Chris Cunningham

Dr Christopher Cunningham recently completed his PhD in Sociology at the University of Essex. His research uses policy and discourse analysis to explore the relationship between widening participation within English universities and political narratives of social mobility.

Growing up, university was not something I was conscious of. My parents had some friends who had a son who was at the University of Cambridge, but my parents’ perception of him was that although he read lots of books and was very good at playing chess, practically speaking, he struggled to open a tin of beans.

After taking GCSE resits at my local sixth form college, I started to study A levels but then left after one year, also giving up my job in a fast-food restaurant, to become a Trainee Negotiator at an Estate Agents. Wearing a shirt and tie to work made me feel and look posh compared to my family, whose work attire consisted of overalls. When one of my friends went to Brunel university after college, I drove down with some other mates to visit him during fresher’s week with the aim of helping him to settle into SU bar life. We were rudely awakened at about 4am by a fire alarm, which apparently was quite common, and I had to leave my make-shift bed on the floor to stand outside in the freezing cold while the university security team reset the alarm and gave everyone a talking to – something about smoking rules within the accommodation block.   

Fast-forward fifteen years and I was standing outside of the accommodation block at the University of Essex, dressed in a security team uniform and giving a group of students a lecture about the no smoking policy within university accommodation – there is always one flat that thinks covering a smoke detector with a sock is enough to outwit the alarm system! I became a university Patrol Officer after being made redundant from my job in a local printing factory – one of many jobs that I did since giving up my Estate Agent career of six months to travel India aged eighteen. When I returned from travelling, I worked a range of different jobs for a temping agency, mostly warehouse work, call centres, dish washing etc. I travelled again, worked some more, and then got married aged twenty-one, having three children by the time I was thirty.

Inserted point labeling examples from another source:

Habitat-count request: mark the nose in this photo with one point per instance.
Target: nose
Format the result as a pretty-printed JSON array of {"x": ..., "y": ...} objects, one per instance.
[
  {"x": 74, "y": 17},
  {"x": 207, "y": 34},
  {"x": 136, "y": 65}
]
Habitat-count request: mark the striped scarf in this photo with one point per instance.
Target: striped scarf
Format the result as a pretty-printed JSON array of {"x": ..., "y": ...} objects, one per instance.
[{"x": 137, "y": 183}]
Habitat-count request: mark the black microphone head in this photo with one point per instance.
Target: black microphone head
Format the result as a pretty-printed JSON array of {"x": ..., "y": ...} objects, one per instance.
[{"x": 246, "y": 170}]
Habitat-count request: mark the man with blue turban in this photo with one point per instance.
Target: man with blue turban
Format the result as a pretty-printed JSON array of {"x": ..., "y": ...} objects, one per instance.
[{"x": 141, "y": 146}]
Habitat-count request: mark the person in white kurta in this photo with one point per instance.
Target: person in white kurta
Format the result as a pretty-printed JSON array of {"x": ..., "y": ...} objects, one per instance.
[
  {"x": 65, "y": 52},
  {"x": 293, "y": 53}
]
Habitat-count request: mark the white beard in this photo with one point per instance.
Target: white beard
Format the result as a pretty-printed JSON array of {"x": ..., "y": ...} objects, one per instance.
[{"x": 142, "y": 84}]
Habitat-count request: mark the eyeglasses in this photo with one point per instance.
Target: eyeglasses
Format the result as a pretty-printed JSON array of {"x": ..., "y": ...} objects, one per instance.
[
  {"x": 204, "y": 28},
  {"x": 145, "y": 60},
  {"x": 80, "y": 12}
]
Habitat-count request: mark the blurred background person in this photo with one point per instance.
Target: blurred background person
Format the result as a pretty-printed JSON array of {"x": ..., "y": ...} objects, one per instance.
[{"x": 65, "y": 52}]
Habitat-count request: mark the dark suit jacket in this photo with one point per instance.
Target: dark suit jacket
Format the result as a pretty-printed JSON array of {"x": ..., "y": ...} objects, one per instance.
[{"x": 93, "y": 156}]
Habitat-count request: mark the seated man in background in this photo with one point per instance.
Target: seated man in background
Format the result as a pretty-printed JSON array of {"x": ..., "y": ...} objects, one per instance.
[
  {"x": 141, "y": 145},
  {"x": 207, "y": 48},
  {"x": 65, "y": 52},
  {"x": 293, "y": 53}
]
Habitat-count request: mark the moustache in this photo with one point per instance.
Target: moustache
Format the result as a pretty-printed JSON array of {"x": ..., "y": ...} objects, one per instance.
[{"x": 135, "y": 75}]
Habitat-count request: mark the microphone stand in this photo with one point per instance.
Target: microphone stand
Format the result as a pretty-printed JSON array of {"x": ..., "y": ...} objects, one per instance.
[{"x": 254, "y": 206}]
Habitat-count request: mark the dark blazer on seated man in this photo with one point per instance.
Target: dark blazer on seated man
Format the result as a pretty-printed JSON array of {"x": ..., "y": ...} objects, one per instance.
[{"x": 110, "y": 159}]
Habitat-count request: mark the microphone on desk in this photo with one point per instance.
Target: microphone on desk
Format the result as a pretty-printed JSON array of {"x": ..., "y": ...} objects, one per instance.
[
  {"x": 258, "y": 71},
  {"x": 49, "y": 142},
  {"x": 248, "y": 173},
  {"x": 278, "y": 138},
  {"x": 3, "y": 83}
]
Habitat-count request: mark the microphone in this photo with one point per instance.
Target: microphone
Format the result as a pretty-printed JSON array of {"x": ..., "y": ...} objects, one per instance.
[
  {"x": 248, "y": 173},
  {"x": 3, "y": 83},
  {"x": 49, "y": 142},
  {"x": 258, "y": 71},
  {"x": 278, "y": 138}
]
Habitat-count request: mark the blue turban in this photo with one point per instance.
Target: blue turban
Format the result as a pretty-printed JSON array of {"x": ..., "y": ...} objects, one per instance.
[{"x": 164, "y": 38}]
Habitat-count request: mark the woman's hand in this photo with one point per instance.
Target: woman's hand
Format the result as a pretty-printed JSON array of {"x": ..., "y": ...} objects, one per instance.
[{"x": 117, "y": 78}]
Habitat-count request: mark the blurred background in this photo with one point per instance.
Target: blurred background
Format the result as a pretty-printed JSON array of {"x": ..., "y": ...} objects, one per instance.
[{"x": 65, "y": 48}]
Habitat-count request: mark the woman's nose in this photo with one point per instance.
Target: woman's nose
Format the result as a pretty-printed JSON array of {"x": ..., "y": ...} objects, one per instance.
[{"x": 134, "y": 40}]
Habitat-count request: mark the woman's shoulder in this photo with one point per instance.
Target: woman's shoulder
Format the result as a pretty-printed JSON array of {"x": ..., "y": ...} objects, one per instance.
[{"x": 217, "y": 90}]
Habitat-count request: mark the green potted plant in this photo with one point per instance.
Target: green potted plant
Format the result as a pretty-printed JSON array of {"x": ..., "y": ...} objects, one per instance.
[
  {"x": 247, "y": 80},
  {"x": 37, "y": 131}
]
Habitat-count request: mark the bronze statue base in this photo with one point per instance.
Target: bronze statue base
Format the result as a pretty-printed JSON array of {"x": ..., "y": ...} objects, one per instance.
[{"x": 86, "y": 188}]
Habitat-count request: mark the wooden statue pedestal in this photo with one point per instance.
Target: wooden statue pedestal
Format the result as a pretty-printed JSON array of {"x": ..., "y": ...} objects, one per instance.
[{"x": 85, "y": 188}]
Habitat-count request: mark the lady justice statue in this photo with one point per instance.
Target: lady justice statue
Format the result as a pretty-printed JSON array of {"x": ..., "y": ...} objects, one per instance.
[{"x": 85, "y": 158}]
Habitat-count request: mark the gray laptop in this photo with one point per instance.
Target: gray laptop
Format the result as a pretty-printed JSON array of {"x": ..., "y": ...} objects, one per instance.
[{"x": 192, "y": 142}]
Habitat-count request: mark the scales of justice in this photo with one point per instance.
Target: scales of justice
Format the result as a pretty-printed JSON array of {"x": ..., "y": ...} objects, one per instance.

I joined the University of Essex in 2007. It was not long before I became inspired by the people that I met, both staff and students, to return to education. I began in 2010 with the Open University, studying part-time while I worked shifts within the security team. I would long for the out-of-term periods when I could slide off to a computer lab during a quiet night shift to read some books or write an essay. It was during this period that student protests about increasing tuition fees were gathering pace. With many of the students knowing me by name, and knowing that they had inspired me to study, keeping peace on campus was a matter of communication rather than enforcement. Some of my colleagues were sceptical about my approach to security, but they couldn’t ague with the fact that it worked. It was no surprise to my teammates when I made the announcement in 2013 that I was leaving Security to become a student; when the banter came about me becoming a ‘tree hugger’, I would give as good as I got by telling them that, one day they would be locking my office door.

Some of the guys working in the IT section, I had known from my teenage years. When they heard I was leaving Security to become a student, they offered me a job as an IT Student Assistant, which involved looking after the printers on campus, topping up with paper, changing toner, and general maintenance. This job was my ‘bread and butter’ throughout my BA Sociology with Social Anthropology, MA Sociology, and Ph.D. Sociology. I worked many other jobs on campus too over this ten-year period, including for the marketing team, resident support, the theatre, the library, and later, as a researcher and teacher.

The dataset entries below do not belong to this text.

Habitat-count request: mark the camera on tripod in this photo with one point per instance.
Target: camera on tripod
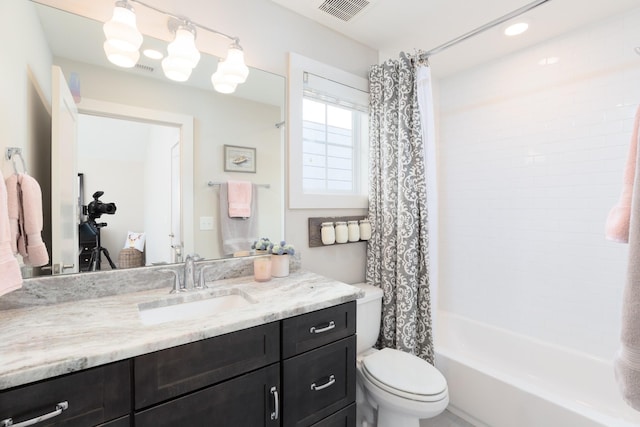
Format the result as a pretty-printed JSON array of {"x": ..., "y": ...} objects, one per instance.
[
  {"x": 96, "y": 208},
  {"x": 91, "y": 228}
]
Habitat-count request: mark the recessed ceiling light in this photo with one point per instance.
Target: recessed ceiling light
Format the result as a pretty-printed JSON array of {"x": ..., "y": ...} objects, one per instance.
[
  {"x": 515, "y": 29},
  {"x": 152, "y": 54},
  {"x": 549, "y": 60}
]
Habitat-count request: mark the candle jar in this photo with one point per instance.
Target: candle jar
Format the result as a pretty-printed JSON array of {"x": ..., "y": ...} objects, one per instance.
[
  {"x": 365, "y": 229},
  {"x": 328, "y": 233},
  {"x": 262, "y": 269},
  {"x": 342, "y": 233},
  {"x": 353, "y": 231}
]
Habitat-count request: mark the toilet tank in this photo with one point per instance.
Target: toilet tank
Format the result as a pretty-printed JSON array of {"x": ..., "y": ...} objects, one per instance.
[{"x": 368, "y": 316}]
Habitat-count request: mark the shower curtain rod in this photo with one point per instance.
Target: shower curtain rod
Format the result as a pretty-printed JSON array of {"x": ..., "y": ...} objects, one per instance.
[{"x": 483, "y": 28}]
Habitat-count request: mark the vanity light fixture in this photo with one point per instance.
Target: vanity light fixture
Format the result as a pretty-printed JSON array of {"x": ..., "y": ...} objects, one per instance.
[
  {"x": 153, "y": 54},
  {"x": 183, "y": 56},
  {"x": 124, "y": 41}
]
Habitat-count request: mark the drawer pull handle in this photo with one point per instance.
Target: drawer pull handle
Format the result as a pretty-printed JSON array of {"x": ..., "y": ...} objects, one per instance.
[
  {"x": 276, "y": 401},
  {"x": 59, "y": 408},
  {"x": 316, "y": 330},
  {"x": 332, "y": 380}
]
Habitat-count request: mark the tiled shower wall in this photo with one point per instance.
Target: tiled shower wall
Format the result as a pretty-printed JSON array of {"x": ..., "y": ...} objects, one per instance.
[{"x": 531, "y": 160}]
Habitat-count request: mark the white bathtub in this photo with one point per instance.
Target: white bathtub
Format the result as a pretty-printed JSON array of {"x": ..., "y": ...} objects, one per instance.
[{"x": 500, "y": 379}]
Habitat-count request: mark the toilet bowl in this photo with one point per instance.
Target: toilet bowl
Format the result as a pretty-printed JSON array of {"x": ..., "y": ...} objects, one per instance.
[{"x": 396, "y": 389}]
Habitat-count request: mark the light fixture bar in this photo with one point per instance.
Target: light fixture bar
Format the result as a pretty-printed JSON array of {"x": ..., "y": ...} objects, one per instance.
[{"x": 182, "y": 18}]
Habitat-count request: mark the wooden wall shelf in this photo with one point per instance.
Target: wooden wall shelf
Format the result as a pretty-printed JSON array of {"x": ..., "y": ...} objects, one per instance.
[{"x": 315, "y": 238}]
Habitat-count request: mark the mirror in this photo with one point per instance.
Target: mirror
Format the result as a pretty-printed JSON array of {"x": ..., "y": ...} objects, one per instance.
[{"x": 249, "y": 118}]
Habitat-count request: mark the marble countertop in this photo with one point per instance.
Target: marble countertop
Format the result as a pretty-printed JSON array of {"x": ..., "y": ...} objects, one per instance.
[{"x": 40, "y": 342}]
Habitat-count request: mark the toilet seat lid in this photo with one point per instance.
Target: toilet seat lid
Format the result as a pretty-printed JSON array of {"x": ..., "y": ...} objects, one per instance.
[{"x": 404, "y": 374}]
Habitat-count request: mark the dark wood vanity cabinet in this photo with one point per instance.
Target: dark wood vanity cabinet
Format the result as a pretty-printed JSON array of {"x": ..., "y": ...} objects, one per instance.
[
  {"x": 248, "y": 400},
  {"x": 319, "y": 368},
  {"x": 95, "y": 396},
  {"x": 295, "y": 372},
  {"x": 176, "y": 371}
]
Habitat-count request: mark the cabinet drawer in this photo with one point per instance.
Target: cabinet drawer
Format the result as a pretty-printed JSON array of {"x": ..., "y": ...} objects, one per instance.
[
  {"x": 243, "y": 401},
  {"x": 312, "y": 330},
  {"x": 179, "y": 370},
  {"x": 94, "y": 396},
  {"x": 343, "y": 418},
  {"x": 318, "y": 383},
  {"x": 120, "y": 422}
]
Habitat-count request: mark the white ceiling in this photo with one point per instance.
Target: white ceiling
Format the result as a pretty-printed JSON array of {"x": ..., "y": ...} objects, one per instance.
[{"x": 392, "y": 26}]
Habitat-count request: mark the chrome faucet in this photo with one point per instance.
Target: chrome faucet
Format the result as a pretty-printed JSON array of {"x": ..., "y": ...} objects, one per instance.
[
  {"x": 177, "y": 287},
  {"x": 189, "y": 273}
]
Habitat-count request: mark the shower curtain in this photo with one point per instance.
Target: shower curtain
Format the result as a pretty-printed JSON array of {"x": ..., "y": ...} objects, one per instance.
[{"x": 398, "y": 251}]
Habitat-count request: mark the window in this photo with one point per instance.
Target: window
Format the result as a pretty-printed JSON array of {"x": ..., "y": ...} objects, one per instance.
[
  {"x": 333, "y": 131},
  {"x": 328, "y": 139}
]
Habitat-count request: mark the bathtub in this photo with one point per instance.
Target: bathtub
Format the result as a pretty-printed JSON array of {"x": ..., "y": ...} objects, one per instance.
[{"x": 500, "y": 379}]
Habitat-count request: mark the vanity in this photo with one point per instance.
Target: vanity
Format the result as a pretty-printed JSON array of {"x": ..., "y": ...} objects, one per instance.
[{"x": 284, "y": 357}]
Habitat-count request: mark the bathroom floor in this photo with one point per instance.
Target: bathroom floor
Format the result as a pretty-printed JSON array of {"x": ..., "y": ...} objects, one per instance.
[{"x": 446, "y": 419}]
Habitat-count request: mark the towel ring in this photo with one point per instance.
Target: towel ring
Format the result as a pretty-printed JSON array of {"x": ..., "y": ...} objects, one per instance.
[{"x": 11, "y": 154}]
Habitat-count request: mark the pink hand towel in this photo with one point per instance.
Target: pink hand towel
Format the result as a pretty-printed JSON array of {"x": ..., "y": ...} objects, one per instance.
[
  {"x": 10, "y": 276},
  {"x": 239, "y": 197},
  {"x": 36, "y": 250},
  {"x": 617, "y": 225},
  {"x": 13, "y": 203}
]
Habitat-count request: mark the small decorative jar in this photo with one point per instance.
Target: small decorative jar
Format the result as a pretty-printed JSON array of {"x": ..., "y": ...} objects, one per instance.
[
  {"x": 365, "y": 229},
  {"x": 262, "y": 269},
  {"x": 353, "y": 231},
  {"x": 279, "y": 265},
  {"x": 342, "y": 233},
  {"x": 328, "y": 233}
]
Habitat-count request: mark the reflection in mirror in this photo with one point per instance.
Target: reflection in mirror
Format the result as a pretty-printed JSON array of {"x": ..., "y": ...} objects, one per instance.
[
  {"x": 128, "y": 161},
  {"x": 247, "y": 118}
]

Experiencing my university from different perspectives encouraged me to focus my doctoral research on universities; more specifically, on the relationship between higher education and social mobility. My research critiques the ‘sector’ of higher education and problematises the concept of social mobility. Without going into depth about my research here, it is enough to say that what university has meant and means to me, is beyond measurement. The ‘university experience’ that I have witnessed first-hand, for both myself and others, is about people. It is about genuine relationships built upon the sharing of ideas and experiences. At the time of writing, I am awaiting viva; what happens from here remains to be seen. I have had an amazing university experience spanning seventeen years, and I have met some wonderful people along the way.